His success is easy to root for.

“It’s another milestone, obviously. Set for life pretty much. But you know, it’s a milestone for me and I’m always looking for the next challenge,” he said. “You know, I want to establish myself as one of the best players in the league. I want to make an All-Star team, I want to win the awards that the top players have. That’s always been my goal. Obviously, it changes based on roles and things like that with the team but those will always be my expectations so I’m going to continue to work and continue to plug away.”

Toronto Raptors forward OG Anunoby, left, shoots over Portland Trail Blazers forward Norman Powell during the first half of an NBA basketball game in Portland, Ore., Monday, Nov. 15, 2021. (Craig Mitchelldyer/AP)


One of reasons the Trail Blazers wanted to trade for Powell is they thought he could bring some defensive chops, too.

But one of the reasons the Raptors felt comfortable moving on from Powell was that they weren’t sold on his abilities to be the kind of defender they felt they needed.

And as if to prove it, the Raptors went right at their old pal from the moment the ball went up at Modo Center.

The Blazers started very small across their backcourt, with the six-foot-three Powell at forward alongside guards Lillard and McCollum. That meant Powell was the one who guarded Anunoby, giving up five inches and 30 pounds. And that meant he was the matchup the Raptors were hunting in the early going.

Anunoby – himself a pretty convincing product of the Raptors player development program – was more than ready. He exploded in the first quarter for 14 points on 5-of-6 shooting, including making all four of his threes. They weren’t all on Powell – at times the Raptors’ ball movement was good enough that Powell and the rest of his team were chasing ghosts behind the ball. But there were several where Anunoby was simply the bigger and better player.

The Raptors had Portland on their heels early, jumping out to a 33-24 lead.

Powell was hoping that he could put a number on his old team.

“I’m competitive, so we’re all competitive,” he said with a smile. “Competing with those guys is fun.”

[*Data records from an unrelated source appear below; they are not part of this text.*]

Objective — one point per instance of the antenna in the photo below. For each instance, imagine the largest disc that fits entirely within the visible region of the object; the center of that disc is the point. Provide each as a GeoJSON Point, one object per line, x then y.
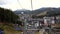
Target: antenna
{"type": "Point", "coordinates": [31, 5]}
{"type": "Point", "coordinates": [19, 4]}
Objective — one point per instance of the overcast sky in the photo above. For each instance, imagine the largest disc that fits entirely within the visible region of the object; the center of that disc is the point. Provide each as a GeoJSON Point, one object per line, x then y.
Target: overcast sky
{"type": "Point", "coordinates": [26, 4]}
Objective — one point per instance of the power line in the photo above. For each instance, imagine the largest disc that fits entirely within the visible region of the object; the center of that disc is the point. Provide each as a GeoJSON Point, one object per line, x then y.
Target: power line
{"type": "Point", "coordinates": [19, 4]}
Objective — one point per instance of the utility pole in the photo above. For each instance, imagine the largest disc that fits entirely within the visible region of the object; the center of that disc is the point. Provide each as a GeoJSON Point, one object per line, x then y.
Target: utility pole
{"type": "Point", "coordinates": [31, 5]}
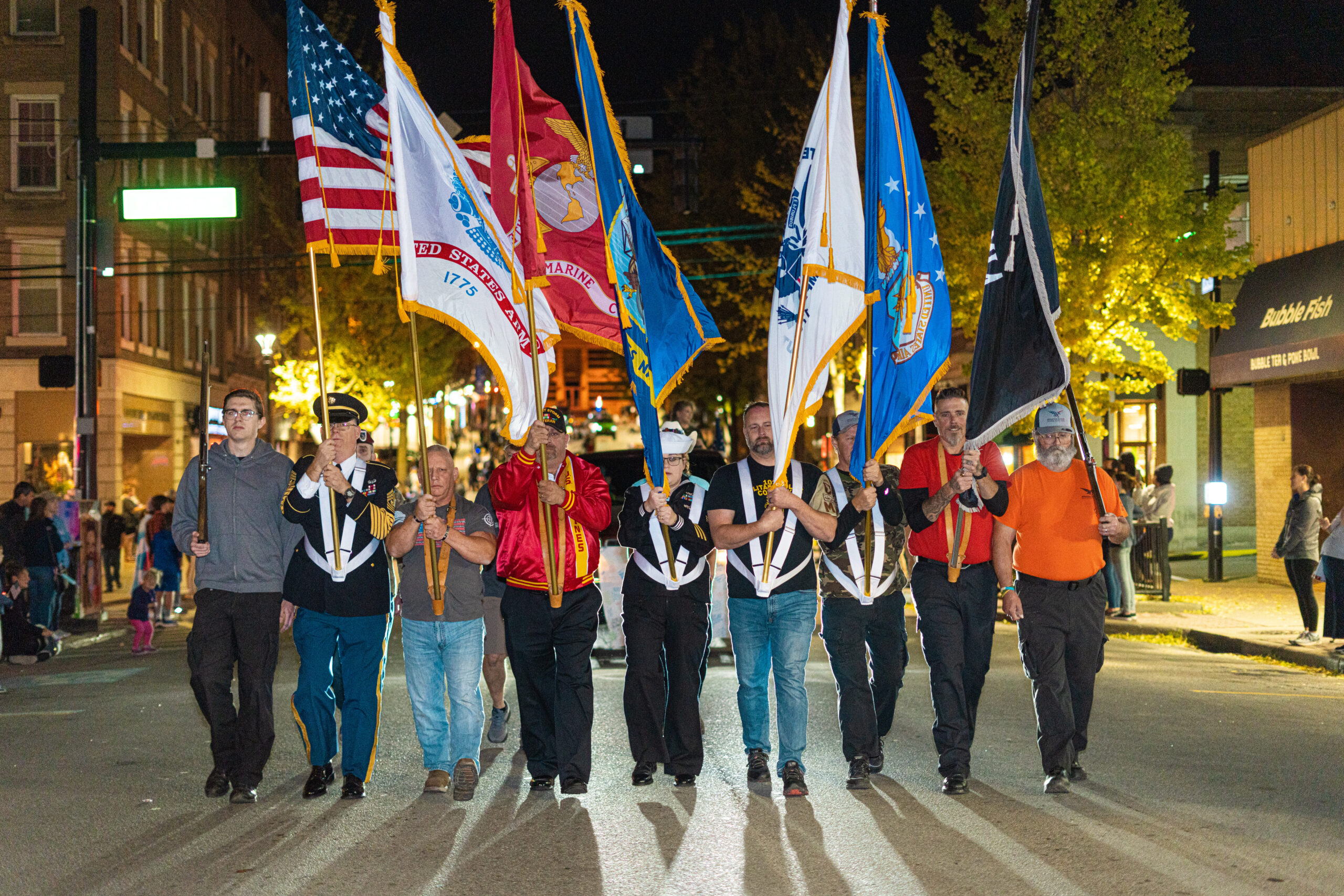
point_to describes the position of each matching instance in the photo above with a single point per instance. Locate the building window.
(35, 16)
(159, 38)
(1139, 434)
(37, 291)
(37, 143)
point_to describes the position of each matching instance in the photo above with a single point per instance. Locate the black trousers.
(550, 652)
(956, 623)
(112, 567)
(1062, 637)
(666, 640)
(236, 629)
(1300, 577)
(869, 657)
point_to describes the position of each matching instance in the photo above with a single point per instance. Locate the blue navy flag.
(1019, 361)
(904, 277)
(664, 324)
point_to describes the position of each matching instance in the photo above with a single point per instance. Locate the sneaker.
(437, 782)
(499, 719)
(793, 782)
(759, 766)
(464, 779)
(858, 773)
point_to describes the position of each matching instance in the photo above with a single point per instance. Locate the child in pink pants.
(139, 613)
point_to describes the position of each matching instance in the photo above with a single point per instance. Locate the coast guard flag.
(664, 324)
(340, 129)
(817, 300)
(1019, 362)
(457, 263)
(911, 313)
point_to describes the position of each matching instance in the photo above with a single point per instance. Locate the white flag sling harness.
(877, 585)
(347, 536)
(660, 573)
(781, 550)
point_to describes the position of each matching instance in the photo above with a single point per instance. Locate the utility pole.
(1215, 419)
(87, 261)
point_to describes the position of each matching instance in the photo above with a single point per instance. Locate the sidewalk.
(1242, 617)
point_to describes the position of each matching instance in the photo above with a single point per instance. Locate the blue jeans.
(773, 632)
(42, 596)
(452, 652)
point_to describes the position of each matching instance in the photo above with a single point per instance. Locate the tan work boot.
(437, 782)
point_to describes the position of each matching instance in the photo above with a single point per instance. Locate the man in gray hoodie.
(239, 578)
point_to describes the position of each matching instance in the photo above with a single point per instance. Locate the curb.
(1214, 642)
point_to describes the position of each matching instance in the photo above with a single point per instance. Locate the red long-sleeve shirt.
(574, 524)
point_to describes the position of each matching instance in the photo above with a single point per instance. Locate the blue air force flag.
(905, 280)
(664, 324)
(1019, 361)
(817, 300)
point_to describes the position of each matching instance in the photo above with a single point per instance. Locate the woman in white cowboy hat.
(666, 617)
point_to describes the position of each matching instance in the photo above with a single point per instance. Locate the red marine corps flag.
(555, 194)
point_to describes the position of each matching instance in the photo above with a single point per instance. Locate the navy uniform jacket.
(365, 593)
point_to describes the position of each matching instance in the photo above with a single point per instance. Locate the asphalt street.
(1210, 774)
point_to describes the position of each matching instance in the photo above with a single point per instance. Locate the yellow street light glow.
(179, 202)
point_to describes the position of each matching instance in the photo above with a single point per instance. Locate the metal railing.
(1148, 561)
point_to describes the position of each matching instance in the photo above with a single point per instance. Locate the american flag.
(340, 139)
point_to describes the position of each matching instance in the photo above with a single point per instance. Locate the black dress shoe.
(318, 781)
(353, 789)
(244, 796)
(217, 785)
(954, 785)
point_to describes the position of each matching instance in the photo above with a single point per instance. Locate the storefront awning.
(1287, 321)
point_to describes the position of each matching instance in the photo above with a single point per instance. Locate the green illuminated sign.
(179, 202)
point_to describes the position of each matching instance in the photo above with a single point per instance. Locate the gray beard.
(1057, 460)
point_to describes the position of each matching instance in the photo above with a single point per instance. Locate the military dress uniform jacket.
(365, 522)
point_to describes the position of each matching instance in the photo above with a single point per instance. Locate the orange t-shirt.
(1057, 520)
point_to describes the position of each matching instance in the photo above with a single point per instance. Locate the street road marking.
(1277, 693)
(41, 712)
(90, 678)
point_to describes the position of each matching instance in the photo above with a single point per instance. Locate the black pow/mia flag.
(1019, 362)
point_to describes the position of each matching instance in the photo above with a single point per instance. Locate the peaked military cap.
(340, 409)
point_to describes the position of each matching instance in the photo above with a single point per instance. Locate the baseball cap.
(843, 422)
(1054, 418)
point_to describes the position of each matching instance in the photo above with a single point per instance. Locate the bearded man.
(1059, 596)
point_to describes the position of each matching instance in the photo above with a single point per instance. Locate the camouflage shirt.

It’s a mindset that has served him well. His evolution as a shooter – he shot just 31 per cent from deep in four years at UCLA – is one example of how his determination and self-belief have manifested in on-court results.

“I always say this, yeah, we can give ‘em suggestions and make tweaks, do things and then it goes squarely right on their table to go to work on it,” said Raptors head coach Nick Nurse. “And you guys know how hard that guy worked to become an NBA shooter and now an NBA elite shooter. I Just hope he doesn’t make too many tonight. We’re proud of him but (not) tonight, that’s the way it goes sometimes.”

There was not a worry, turns out. Powell was wide open in the corner on his first touch but short armed it. He missed his next look at three, too. He lost the ball out of bounds driving left and didn’t score his first hoop until he was fouled in transition midway through the second quarter.

Fortunately, the Blazers aren’t short of guys who can score. McCollum and Lillard combined for 18 points on 7-of-10 shooting as Portland began clawing back. Anunoby kept his roll going, adding nine second-quarter points to finish with 23 before halftime as he went 6-of-8 from three. He cooled considerably in the second half, finishing with 29.

As a team Toronto shot just 36 per cent in the quarter. A Powell lay-up with 54 seconds left gave Portland their first lead at 61-60, which is how they started second half.

The Trail Blazers were the better team from there, even if Powell wasn’t at his best, but he didn’t need to be. The Raptors were far from their best either.